Desisan uap panas terdengar dari ujung-ujung bibir mereka. Ia mengirimkan suatu konsentrasi antara uap air, pantulan sinar matahari di balik bulan, dan mungkin saja sihir yang mengeringkan jiwa master kecilnya yang malang, membuatnya semakin lemas hingga tak dapat menahan kepalanya yang terantuk ke kursi taman—satu-satunya properti yang masih utuh anehnya.

Ia tidak pernah melukai tubuh kecil tuannya secara langsung-semasa hidup, sekarat, ataupun mati. Dan itu tidak tertulis dalam kontrak. Ini murni ia lakukan dengan nurani, jika ternyata ia benar-benar memilikinya.

'Ah- '

Sang iblis mengembangkan sayap hitamnya yang besar sebelum menarik bibirnya menjauhi mantan tuannya yang hampir melewati batas.

'Mungkin, kau sudah tidak dapat mendengarku, Earl muda…,'

Lelaki kecil dengan pakaian bangsawan itu tidak bergerak. Ia masih bernapas, namun tidak bergerak. Seperti malaikat—atau iblis—yang sedang tertidur lelap. Ia hanya menghembuskan satu ketukan napas lebih keras untuk menunjukkan bahwa ia mendengarkan.

'Tapi ini akan terlalu menyiksaku jika aku harus melakukannya sesakit mungkin. Jadi kita akhiri saja dengan baik,'

Iblis bersayap hitam itu menggapai sang Earl dalam gendongannya. Membawanya melancongi angkasa, menikmati langit malam, membiarkan rembulan menghujani tubuh mungilnya dengan sinar kemerahan yang ganjil. Bahkan rembulan pun terbakar.
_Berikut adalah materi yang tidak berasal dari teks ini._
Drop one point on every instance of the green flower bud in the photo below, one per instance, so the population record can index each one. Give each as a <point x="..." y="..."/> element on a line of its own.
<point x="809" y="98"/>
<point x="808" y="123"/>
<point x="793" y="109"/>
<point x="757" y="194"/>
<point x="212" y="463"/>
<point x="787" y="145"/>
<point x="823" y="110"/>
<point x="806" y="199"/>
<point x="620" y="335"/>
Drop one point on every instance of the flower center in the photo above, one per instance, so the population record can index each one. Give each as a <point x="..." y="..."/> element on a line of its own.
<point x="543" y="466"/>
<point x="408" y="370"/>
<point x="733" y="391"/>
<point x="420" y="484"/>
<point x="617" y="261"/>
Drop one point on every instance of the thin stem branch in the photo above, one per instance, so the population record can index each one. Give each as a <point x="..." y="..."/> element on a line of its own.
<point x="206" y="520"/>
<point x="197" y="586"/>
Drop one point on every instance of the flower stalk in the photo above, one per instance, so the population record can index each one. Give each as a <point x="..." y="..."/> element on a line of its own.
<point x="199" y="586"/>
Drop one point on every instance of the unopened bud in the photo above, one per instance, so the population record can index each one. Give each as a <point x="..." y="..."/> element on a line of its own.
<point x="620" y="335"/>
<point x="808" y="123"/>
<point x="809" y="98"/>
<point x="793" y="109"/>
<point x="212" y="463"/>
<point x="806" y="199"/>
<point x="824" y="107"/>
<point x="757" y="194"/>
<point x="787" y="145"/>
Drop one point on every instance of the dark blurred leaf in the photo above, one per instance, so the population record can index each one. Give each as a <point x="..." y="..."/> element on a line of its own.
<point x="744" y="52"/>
Ia benar-benar telah membuka lebar gerbang neraka.

'Kau sudah tidak punya wewenang apapun atas diriku lagi, Earl kecil. Kau tidak boleh menyiksaku lebih dari itu,'

Ia membuainya dengan lembut, seakan-akan ia menyayanginya. Airmata menetes di pipi sang Earl, walaupun yang dapat ia rasakan lebih menuju kesakitan yang mendalam daripada lega. Ia benar-benar menyesal harus mati.

'Sekarang kau bisa pergi semaumu sebagai anak-anak. Kita tidak terikat apapun, dan itu berarti kau sudah tidak terikat bahaya,'

Panas. Sangat panas. Percikan-percikan api biru, putih, dan merah menari-nari dari jari kaki sang Earl, merayapi pahanya, perutnya, dadanya, dan berhenti di matanya. Mata 'kontrak'-nya yang sekarang berubah menjadi biji hitam yang kosong tanpa nyawa.

'Tapi kau harus tahu sesuatu, master. Walaupun mungkin kau tidak akan pernah tahu, mengingat kau sudah tidak di sini,'

Perlahan, ia menurunkan tubuh mungil dalam buaiannya di atas rumput yang masih hijau di tengah-tengah abu hitam yang menyesakkan. Ia memetik bunga bluebell, merangkainya menjadi sebuah cincin, dan menautkannya ke jari kaku sang tuan muda. Ia terkikik kecil memandangi betapa cocok cincin bunga itu pada jari korbannya. Begitu manis, indah,

Dan pedih untuk dilihat.

.

Untuk terakhir kali dalam hidupku, aku bahagia sepenuhnya.

.

'Beristirahatlah, master,'

.

Di bawah sinar kemerahan rembulan, kecupan selamat tinggal kita berbunyi 'Cring'.

.

End


Untuk menjawab request seseorang yang menjadi objek fetish saya, saya mengetik alternate ending Kuroshitsuji season 1 ini meskipun saya tahu di season 2 nanti Ciel kan…. Woops! No spoiler ufufufufu~ Maaf pendek atau diksinya tidak se-wow senpai-senpai yang menyilaukan nun jauh di langit ke tujuh. Diketik setelah WB hampir setahunan.